Unfortunately, investors’ losses may be even larger than what GPB is reporting. GPB’s numbers are unaudited (and two audit firms have quit or been fired by GPB while auditing its financials), so no third party has verified their accuracy. In addition, these values provided by GPB are for 2018; the company has not disclosed what has happened to their funds’ value in the last six months.

GPB has still not provided any information about what caused the funds to decline in value.

If you invested in GPB Automotive, GPB Holdings II, or any other GPB funds losing value, you are encouraged to speak with a securities attorney immediately. We may be able to recover your losses.

InvestmentNews: Brokers Were Incentivized to Sell GPB with 9.3% Commissions

According to an InvestmentNews article published in June of 2019, GPB paid broker dealers 9.3% commissions to sell these high-risk private placements to investors, and in total, broker dealers brought in $167 million in fees and commissions for the $1.8 billion it raised from investors.  According to the article:

[A]s clients were paying steep commissions, the value of what they actually own in their investments dropped dramatically. GPB last week estimated the value of its seven funds to be $1.1 billion, or 61% of the initially raised capital.

It has been reported that a former officer from one of these broker-dealers came forward as a whistleblower to allege that GPB Holdings II should have never been approved for sale to retail customers because, “GPB Capital Holdings, LLC, were utilizing investor funds to monetize personal business interest.”

And a former business partner of GPB has accused the company in court filings of running a Ponzi scheme, according to InvestmentNews.

We have filed a variety of different cases against financial advisors and stock brokers on behalf of GPB investors. If your stock broker or financial advisor recommended you invest in GPB Capital, you may have a claim. We can help you hold your advisor, and their firm, accountable for your losses.
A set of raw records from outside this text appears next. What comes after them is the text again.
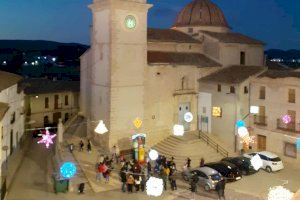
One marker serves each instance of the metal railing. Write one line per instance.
(260, 120)
(213, 144)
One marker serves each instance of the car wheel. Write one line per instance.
(268, 169)
(206, 188)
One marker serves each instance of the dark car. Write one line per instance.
(227, 169)
(243, 163)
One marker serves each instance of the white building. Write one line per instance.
(277, 93)
(47, 101)
(134, 71)
(11, 114)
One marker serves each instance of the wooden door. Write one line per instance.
(261, 142)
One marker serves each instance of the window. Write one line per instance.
(262, 92)
(66, 100)
(219, 88)
(292, 95)
(46, 102)
(232, 89)
(243, 58)
(246, 91)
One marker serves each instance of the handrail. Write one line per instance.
(213, 144)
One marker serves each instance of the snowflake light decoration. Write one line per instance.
(68, 170)
(47, 138)
(154, 187)
(286, 119)
(279, 193)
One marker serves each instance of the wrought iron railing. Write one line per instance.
(213, 144)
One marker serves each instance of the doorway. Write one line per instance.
(183, 108)
(261, 142)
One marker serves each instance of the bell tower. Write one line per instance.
(118, 61)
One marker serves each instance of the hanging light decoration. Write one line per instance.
(279, 193)
(286, 119)
(243, 132)
(47, 138)
(256, 162)
(178, 130)
(154, 186)
(153, 154)
(101, 128)
(188, 117)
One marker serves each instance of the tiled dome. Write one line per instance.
(201, 13)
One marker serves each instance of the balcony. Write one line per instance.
(260, 120)
(291, 127)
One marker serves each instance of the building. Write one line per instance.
(47, 101)
(277, 93)
(11, 114)
(134, 71)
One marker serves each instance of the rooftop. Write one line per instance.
(176, 58)
(169, 35)
(230, 37)
(45, 86)
(233, 74)
(8, 79)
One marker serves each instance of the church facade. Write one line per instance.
(132, 71)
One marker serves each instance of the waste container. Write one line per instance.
(60, 185)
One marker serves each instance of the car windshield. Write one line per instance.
(277, 159)
(215, 177)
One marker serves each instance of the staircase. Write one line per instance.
(188, 146)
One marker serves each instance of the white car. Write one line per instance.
(271, 162)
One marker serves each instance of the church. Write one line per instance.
(133, 71)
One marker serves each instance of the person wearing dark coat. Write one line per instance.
(220, 188)
(123, 178)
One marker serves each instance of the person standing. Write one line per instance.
(130, 182)
(220, 188)
(123, 178)
(202, 162)
(81, 145)
(194, 182)
(89, 146)
(188, 162)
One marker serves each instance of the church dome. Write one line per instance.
(201, 13)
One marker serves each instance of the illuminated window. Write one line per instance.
(217, 112)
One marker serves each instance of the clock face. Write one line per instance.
(130, 22)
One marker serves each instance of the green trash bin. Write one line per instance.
(60, 185)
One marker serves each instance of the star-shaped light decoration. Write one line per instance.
(47, 138)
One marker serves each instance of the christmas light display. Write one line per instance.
(188, 117)
(101, 128)
(286, 119)
(47, 138)
(240, 123)
(279, 193)
(178, 130)
(243, 132)
(154, 186)
(153, 154)
(68, 170)
(256, 162)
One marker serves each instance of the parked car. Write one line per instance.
(208, 177)
(271, 162)
(242, 163)
(227, 169)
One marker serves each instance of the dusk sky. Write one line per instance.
(277, 22)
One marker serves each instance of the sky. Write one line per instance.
(276, 22)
GPB Once Again Delays Release of Audited Financial Statements

On September 10, 2019, many GPB investors received letters informing them that “new challenges” have impacted GPB’s ability to provide audited financial statements to investors by September 30, 2019, as previously promised.

This delay comes months after InvestmentNews reported that GPB Capital announced sharp declines in the values of its investment funds. According to the article, GPB revealed that at the end of 2018, its funds had declined in value by 25% to 73%, with its two largest funds declining by nearly 40% and 25.4% respectively. These values were not audited by a third party, and the company has still not revealed the true and current value of the funds for 2019.

InvestmentNews: “GPB has a history of missing such deadlines”

In September of 2019, InvestmentNews published an article about the newest delay, noting that this is not the first time GPB has missed a deadline and kept vital information from investors. The article states:

In the spring of 2018, the firm failed to produce audited financial statements for two of its largest funds, GPB Holdings II and GPB Automotive Portfolio, and then last summer it said it was overhauling and restating the 2015 and 2016 financial statements of certain funds as part of an accounting review. By last fall, its auditor and accountant, Crowe, resigned.

InvestmentNews points out that GPB is now citing “fresh problems” for their newest delay. According to the article, the missing of this deadline seems to be just one of many difficulties GPB has faced in the past year. Other problems cited by the article include a sharp decline in the company’s two biggest funds and a lawsuit filed against GPB by a former executive.

GPB continues to withhold vital information from shareholders. We will continue to investigate and hold GPB accountable for its actions.